The first verses (1-4) of Micah 3 condemn the leaders of Israel. One child noticed that this condemnation may be against the Northern Kingdom, but the text is not entirely clear. The leaders are making what one child called “human stew.” The leaders are like shepherds of their people, but rather than taking care of and protecting the sheep, they’re eating them. This symbolizes how the leaders take advantage of the people. In the end, just as the leaders ignored taking care of the people, the Lord will ignore the leaders’ cries for help.
The next verses (5-8) condemn the prophets. This condemnation recalls the judgement against the people in 2:11 for only hearing the prophets who speak nice things–what I called the “cake and ice cream” prophets (instead of the “wine and liquor” prophets of 2:11). Who wouldn’t prefer a prophet who promised cake and ice cream all the time? In chapter 3, prophecy depends on how well-fed the people are. If their bellies are full, the prophecy is “peace”; if bellies are empty, the prophecy is “war.” Their bellies control their prophecies. As a result “darkness” shall fall on the prophets. We discussed how “darkness” causes blindness, and that the inability to see symbolizes the inability to understand. Ultimately, Micah alone speaks for the Lord, and the word encompasses judgement on the sin of Israel.
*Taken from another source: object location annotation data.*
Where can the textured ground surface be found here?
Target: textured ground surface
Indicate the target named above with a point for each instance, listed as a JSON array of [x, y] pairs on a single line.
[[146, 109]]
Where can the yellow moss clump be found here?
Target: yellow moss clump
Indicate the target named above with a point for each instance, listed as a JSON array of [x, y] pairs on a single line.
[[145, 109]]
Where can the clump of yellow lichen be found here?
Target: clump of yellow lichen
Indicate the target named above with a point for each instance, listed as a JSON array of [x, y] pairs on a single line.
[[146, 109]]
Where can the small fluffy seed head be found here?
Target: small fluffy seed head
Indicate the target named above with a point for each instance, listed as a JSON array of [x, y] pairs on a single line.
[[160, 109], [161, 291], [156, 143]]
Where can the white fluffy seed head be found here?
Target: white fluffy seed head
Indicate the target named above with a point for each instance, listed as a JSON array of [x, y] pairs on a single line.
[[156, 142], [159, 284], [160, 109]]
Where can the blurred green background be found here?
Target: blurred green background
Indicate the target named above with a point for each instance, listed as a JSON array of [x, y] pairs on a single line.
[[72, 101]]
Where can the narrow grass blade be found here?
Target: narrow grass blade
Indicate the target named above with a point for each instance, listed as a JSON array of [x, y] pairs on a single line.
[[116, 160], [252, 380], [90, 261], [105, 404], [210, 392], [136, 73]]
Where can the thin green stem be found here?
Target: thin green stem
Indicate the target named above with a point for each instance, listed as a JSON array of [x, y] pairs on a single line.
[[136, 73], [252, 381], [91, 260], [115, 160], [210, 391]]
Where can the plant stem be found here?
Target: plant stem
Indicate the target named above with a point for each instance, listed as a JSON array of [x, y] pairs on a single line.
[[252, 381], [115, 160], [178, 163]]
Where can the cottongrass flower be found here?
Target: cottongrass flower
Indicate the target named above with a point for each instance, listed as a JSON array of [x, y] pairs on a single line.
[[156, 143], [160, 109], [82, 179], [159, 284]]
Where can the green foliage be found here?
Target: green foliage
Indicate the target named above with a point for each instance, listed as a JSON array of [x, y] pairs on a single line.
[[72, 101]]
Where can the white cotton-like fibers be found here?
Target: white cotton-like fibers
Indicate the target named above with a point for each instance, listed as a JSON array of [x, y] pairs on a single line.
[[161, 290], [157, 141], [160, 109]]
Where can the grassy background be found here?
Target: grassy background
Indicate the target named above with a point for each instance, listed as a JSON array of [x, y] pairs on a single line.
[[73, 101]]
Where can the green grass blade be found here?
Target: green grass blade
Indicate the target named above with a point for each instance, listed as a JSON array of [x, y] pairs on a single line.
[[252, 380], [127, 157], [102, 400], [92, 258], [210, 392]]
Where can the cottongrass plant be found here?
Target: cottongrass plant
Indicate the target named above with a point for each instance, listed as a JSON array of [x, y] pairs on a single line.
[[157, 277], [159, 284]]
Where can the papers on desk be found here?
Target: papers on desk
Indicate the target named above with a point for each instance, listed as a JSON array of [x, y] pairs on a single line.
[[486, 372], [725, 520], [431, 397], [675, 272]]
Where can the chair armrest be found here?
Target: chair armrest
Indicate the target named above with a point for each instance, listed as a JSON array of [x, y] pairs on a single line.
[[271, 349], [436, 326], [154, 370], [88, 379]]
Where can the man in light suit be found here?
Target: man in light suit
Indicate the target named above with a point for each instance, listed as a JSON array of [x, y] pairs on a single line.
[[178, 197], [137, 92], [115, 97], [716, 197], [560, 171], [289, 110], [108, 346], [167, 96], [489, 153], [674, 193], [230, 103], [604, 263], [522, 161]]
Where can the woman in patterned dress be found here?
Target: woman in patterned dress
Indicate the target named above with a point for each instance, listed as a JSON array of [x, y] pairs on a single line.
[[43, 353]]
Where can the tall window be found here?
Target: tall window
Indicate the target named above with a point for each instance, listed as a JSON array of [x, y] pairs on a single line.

The final section (9-12) comes back against the leaders. The kids easily saw how fairness disappears once judges, priests, and prophets trade “wisdom” for money. These shouldn’t even be called prophets anymore, but false prophets, they said. The people claim that God is with them, but they are mistaken because they haven’t been listening to Micah–or any of the prophets. The last image, of Jerusalem becoming a ruin, and the Temple Mount as a forest shrine, struck the children strongly. They imagined the altar of the great cathedral of St. Paul, Minnesota, reduced to a nice pile of rocks surrounded by a forest that had previously been a city. That God no longer wanted the people on their land–clear since the beginning of the book–culminated with this image of nothing remaining on the land at all.
While the people wanted peace and believed that God remains with them, protecting them, they wandered. They chose to go with other gods and display their rejection of God and his teaching. God sends them away, off the land, with the hope–for their sake–that they will miss him enough to come back.